In this excerpt from the latest Franklin Templeton Thinks, Franklin Templeton Fixed Income Group examines how machine learning techniques can measure the risks of consumer and home loans—helping pinpoint credit risks they think are worth taking. They review digital loans, a relatively new asset class, and explain why quantitative approaches may be more applicable to some fixed income sectors than others.

In today’s world of new technologies, it’s easy to grasp how digital innovations touch our personal lives. We can order groceries with a simple voice command, leave tips with our phone, or apply for online loans without leaving our couch. Less obvious are the ways data science and digital analytics have transformed the methods some asset managers use to analyze risks and generate returns.

The goal of risk analysis isn’t to avoid risks. On the contrary, generating positive returns over cash requires taking some risks. The chief job of a fixed income manager involves distinguishing which risks are more likely to pay off for investors versus those that probably won’t.

Using predictive algorithms—statistical modeling techniques that forecast outcomes—we can quickly analyze thousands of loans to spot ones that we believe offer better risk profiles.

Don’t Worry: Machines Are Watching You

Algorithms written in computer code are ever-present these days, predicting our behaviors. Some forecast how we’re likely to vote, while others anticipate our next purchase on websites like Amazon or Taobao in China. If you’ve used a credit card recently, it’s a certainty that computers are analyzing all your transactions. Not necessarily to send you tailored marketing promotions, but for your protection.

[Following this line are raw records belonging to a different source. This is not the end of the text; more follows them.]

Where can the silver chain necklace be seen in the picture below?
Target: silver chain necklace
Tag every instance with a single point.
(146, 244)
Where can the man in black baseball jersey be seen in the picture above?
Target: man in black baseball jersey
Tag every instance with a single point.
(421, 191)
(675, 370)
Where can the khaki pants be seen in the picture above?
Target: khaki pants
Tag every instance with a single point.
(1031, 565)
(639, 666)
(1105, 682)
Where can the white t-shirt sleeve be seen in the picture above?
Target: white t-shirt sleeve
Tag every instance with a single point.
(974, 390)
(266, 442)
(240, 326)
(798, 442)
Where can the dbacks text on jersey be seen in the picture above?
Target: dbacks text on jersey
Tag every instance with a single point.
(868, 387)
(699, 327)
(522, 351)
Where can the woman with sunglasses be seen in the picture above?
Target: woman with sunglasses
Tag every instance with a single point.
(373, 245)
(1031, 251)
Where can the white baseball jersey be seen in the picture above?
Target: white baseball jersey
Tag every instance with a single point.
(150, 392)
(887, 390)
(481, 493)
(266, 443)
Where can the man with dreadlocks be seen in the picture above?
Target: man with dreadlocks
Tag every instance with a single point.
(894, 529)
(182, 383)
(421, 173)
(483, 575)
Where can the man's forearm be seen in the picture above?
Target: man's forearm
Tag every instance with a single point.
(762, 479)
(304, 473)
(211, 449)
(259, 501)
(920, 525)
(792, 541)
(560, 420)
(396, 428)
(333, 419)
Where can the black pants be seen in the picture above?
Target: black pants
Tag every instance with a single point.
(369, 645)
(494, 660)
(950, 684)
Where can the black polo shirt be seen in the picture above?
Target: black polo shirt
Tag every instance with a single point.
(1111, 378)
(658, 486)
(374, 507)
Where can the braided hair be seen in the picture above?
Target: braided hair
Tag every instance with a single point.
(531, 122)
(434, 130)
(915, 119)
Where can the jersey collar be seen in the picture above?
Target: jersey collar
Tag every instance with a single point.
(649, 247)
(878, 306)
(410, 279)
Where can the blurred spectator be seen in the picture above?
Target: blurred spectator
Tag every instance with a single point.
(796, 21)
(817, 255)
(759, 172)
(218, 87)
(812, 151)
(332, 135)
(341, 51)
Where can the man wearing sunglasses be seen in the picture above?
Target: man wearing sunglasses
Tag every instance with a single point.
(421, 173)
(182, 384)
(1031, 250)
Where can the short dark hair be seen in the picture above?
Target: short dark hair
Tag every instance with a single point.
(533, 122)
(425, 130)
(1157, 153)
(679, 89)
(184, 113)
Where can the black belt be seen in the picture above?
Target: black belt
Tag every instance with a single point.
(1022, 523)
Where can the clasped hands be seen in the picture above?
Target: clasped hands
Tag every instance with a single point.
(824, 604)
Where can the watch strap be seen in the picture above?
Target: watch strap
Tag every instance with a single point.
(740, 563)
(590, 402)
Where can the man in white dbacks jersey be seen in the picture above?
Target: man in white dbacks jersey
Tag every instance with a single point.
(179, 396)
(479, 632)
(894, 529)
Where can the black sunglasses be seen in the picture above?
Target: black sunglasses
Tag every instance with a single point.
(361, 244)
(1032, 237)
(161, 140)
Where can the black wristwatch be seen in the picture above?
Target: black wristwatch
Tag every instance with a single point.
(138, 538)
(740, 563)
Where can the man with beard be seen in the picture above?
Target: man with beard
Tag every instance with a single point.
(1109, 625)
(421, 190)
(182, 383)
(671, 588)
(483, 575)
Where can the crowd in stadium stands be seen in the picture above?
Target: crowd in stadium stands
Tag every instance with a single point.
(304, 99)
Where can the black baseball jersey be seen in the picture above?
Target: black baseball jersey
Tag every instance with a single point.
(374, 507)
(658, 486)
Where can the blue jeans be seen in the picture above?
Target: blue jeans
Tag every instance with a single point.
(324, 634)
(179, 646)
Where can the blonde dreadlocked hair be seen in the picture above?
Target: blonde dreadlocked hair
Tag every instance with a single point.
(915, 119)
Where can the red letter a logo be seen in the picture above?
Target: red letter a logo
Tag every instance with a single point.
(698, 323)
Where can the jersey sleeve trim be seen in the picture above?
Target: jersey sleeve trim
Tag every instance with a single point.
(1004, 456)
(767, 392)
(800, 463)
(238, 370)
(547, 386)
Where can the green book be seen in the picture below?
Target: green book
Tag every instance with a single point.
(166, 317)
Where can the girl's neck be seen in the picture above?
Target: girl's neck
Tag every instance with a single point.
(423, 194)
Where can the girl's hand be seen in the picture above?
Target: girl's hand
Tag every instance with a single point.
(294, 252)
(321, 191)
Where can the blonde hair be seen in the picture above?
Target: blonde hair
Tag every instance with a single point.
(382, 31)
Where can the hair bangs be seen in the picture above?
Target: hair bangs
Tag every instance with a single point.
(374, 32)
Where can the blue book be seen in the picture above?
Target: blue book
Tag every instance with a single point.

Credit card companies like Visa and Mastercard use machine learning tools to stop fraudulent charges that you might otherwise be obligated to pay. By monitoring your charges, self-improving algorithms can pinpoint suspicious patterns much faster and cheaper than humans can.

Machines aren’t just analyzing your spending or scrolling patterns, however. Advanced algorithms can also measure your creditworthiness—the likelihood you’ll pay back a loan—often with greater predictive accuracy than rudi­mentary credit scores like “SCHUFA” in Germany or “FICO” in the United States. These algorithms have given technology upstarts a leg up over traditional banks, many of whom still rely on one-dimensional credit scores. In emerging economies, these credit-scoring algorithms are a boon for millions of small businesses and consumers for whom brick-and-mortar banks are still out of reach.